11ー2
少しすると、あいは次々と声をかけられていった。
ナンパやスカウトなどだろう。
ギリギリ歯軋りをする陽子。
歯痒い。
すぐにこんな不埒な輩どもを排除したい。
しかし、そんなことをしてしまえば自分が彼女を見ていたとバレてしまう。
ごく自然、そうごく自然に会う必要がある。
こんなこと、ストーカーみたいだ。
「違う、私は違う。ストーカーじゃない。声をかけるタイミングを探しているだけ……。」
ぶつぶつぶつぶつ……。
あいが待っていた者が現れた。
「ごめん、ごめん。お待たせー。」
「いや、良いよ。今来たところだから。」
ベタだ。
ベタなやりとりだ。
だかそれが良い。
陽子は心の中で感涙した。
あいが待っていたのはまいだったのだ。
歩く姿も絵になる。
なぜ近所に住んでいる彼女らがわざわざこんな街中で待ち合わせているのか分からない。
しかし、そんなことはどうでも良い。
今二人がそこにいることが陽子にとって重要なことであった。
安心のあまり、帰りそうになる。
「危ない危ない……。
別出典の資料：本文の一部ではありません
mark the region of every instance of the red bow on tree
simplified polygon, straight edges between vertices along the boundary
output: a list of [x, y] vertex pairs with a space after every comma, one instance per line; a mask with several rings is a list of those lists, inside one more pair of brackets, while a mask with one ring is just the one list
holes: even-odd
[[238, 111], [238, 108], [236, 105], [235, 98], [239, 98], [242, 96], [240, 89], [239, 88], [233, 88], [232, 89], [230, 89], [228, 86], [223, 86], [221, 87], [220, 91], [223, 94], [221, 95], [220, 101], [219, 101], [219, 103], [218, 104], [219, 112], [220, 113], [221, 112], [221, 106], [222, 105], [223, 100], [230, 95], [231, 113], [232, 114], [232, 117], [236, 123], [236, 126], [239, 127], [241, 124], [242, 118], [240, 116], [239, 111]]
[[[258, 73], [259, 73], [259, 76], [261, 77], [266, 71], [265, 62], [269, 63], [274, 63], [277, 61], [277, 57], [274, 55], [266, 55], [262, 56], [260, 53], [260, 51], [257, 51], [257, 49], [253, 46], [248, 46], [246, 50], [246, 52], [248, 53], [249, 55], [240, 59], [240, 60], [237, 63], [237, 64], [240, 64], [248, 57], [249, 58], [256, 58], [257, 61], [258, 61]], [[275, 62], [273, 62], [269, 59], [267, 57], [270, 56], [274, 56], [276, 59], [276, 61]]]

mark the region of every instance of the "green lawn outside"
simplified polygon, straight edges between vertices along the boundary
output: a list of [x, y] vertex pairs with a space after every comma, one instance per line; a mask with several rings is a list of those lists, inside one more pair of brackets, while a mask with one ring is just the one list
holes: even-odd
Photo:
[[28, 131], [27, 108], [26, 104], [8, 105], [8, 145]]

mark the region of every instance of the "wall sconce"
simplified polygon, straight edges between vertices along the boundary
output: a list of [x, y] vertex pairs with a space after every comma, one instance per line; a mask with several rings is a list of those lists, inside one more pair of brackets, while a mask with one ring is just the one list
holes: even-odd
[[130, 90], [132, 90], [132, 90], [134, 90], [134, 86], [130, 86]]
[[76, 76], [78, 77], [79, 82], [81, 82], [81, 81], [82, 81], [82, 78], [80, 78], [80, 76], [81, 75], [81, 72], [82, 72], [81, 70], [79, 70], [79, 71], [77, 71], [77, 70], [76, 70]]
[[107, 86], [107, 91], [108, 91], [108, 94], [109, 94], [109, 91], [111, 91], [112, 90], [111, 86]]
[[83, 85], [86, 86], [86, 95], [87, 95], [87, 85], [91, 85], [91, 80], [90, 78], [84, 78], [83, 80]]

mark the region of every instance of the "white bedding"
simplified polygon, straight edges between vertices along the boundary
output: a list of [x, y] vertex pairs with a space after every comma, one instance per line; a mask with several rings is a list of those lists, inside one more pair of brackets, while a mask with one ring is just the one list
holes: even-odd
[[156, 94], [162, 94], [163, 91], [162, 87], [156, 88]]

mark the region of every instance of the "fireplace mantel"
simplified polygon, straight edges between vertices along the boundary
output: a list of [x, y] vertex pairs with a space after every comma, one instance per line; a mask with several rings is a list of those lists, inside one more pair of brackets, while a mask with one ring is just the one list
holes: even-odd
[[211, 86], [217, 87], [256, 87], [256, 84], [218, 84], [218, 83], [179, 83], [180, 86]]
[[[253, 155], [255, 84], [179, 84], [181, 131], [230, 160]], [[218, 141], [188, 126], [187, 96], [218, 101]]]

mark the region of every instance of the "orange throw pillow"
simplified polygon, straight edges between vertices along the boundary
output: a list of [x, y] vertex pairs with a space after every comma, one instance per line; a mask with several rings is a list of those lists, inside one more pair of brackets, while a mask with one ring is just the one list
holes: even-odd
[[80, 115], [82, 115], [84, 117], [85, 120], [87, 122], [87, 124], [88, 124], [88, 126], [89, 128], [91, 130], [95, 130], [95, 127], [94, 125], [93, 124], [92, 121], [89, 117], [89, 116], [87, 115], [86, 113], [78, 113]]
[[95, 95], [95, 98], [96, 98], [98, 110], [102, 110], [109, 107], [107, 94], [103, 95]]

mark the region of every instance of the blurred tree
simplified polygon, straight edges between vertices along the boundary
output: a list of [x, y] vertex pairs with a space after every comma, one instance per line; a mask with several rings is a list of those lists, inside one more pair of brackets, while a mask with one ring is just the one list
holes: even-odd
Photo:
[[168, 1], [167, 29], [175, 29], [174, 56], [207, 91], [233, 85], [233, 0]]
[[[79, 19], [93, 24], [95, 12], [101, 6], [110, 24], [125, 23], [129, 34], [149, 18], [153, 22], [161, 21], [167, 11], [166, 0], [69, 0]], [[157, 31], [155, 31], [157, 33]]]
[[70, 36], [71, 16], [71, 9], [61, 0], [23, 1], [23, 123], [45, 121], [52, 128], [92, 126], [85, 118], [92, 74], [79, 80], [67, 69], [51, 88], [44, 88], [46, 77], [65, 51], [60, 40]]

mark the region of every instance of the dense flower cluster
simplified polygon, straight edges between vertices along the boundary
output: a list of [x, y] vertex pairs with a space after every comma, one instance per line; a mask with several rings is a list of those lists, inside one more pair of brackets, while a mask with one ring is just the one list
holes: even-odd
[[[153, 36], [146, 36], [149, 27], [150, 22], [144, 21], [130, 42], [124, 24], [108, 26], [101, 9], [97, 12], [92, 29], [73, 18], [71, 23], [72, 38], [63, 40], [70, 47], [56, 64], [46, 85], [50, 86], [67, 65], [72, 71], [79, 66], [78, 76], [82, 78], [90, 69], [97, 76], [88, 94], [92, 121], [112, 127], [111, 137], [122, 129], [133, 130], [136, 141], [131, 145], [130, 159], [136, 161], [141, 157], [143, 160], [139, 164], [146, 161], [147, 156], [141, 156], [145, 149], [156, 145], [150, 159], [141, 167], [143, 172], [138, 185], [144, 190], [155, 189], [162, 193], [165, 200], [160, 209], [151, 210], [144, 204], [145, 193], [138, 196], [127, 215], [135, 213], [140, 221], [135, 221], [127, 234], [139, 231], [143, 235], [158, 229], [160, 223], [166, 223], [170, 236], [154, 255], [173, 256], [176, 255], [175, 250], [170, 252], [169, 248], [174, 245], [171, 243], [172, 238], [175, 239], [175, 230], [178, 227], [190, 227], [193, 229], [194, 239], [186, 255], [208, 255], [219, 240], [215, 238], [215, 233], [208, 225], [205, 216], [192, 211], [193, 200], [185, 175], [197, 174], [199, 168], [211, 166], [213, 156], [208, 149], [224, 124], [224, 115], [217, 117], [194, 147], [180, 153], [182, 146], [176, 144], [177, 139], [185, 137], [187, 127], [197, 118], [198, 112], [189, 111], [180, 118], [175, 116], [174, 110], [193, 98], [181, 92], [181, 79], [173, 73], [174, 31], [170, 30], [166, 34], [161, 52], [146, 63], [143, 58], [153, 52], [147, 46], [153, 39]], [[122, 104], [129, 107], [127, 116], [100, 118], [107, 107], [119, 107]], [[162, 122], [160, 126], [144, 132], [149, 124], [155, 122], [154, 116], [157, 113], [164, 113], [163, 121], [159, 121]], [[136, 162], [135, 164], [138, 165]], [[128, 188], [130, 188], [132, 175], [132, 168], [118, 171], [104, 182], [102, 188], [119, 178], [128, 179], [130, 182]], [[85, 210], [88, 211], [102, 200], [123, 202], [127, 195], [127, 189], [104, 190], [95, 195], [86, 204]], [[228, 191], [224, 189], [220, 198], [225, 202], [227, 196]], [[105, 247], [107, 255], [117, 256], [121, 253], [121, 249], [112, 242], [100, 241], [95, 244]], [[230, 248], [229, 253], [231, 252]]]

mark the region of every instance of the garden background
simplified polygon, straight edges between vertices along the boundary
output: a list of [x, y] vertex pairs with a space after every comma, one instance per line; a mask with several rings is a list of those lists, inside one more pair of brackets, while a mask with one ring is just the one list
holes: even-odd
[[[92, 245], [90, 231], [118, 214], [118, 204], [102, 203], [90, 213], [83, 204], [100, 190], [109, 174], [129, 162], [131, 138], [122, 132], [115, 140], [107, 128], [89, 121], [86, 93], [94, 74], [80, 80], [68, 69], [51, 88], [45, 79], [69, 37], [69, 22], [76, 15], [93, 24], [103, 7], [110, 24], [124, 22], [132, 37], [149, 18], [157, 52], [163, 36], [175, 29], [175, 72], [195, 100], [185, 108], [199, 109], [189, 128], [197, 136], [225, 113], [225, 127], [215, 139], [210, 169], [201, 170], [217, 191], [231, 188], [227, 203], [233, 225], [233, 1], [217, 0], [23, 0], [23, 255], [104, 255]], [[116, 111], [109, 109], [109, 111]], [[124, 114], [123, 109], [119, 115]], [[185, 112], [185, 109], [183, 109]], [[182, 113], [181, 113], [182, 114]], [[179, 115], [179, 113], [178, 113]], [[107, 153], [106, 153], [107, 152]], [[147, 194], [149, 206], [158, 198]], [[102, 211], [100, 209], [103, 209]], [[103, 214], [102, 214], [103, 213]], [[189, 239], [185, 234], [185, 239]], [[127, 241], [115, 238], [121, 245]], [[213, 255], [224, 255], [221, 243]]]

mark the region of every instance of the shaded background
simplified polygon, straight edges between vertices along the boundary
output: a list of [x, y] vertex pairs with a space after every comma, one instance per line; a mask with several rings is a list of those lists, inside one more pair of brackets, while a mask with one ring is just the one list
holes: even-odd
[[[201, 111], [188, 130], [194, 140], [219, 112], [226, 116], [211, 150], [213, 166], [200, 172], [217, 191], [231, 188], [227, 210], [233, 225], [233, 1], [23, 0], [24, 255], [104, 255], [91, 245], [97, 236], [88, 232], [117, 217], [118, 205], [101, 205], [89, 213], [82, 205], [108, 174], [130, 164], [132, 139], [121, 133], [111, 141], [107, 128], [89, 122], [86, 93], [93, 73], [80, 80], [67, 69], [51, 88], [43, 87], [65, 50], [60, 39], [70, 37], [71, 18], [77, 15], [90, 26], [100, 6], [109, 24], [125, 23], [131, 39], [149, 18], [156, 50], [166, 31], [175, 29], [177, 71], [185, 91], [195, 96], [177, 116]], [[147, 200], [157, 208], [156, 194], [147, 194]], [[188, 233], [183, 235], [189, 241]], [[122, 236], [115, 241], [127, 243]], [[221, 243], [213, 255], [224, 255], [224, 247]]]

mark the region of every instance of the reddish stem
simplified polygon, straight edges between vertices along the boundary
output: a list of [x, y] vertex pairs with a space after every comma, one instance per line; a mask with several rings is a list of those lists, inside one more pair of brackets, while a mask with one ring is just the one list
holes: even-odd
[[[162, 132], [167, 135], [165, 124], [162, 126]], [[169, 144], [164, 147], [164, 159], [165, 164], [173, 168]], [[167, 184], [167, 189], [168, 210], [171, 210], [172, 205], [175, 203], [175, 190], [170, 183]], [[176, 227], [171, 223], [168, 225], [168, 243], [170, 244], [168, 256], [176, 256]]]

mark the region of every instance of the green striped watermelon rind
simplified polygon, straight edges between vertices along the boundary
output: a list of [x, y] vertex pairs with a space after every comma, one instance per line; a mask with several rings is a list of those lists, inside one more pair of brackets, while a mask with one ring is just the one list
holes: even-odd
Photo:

」
見届ける必要がある。
それが今の陽子が自分に課した使命であった。
フンス!
鼻息荒く、周囲の視線が陽子に集まる。
「ママー、あのお姉ちゃん牛さんみたーい。」
「こら、こっち来なさい!見るんじゃありません!」
古くからから続く伝統芸能の件が終わった。
二人が歩き出した。
それに着いていく陽子。
人混みをかき分けていく。
付かず離れず。
適度な距離を心がけていた。
雑貨屋に入っていく二人。
店内は狭く、通路をすれ違うと肩がぶつかってしまうほどであった。
これは店内に入るとバレてしまう。
泣く泣く通りから二人を見つめる陽子であった。
声が聞こえない。
それだけで楽しさが半減する。
陽子は目を凝らす。
凝視するのは彼女ら二人の口元。
読唇術などしたことない。
それでも彼女は持てる最大限の力を使い、何を話しているのかを見るのであった。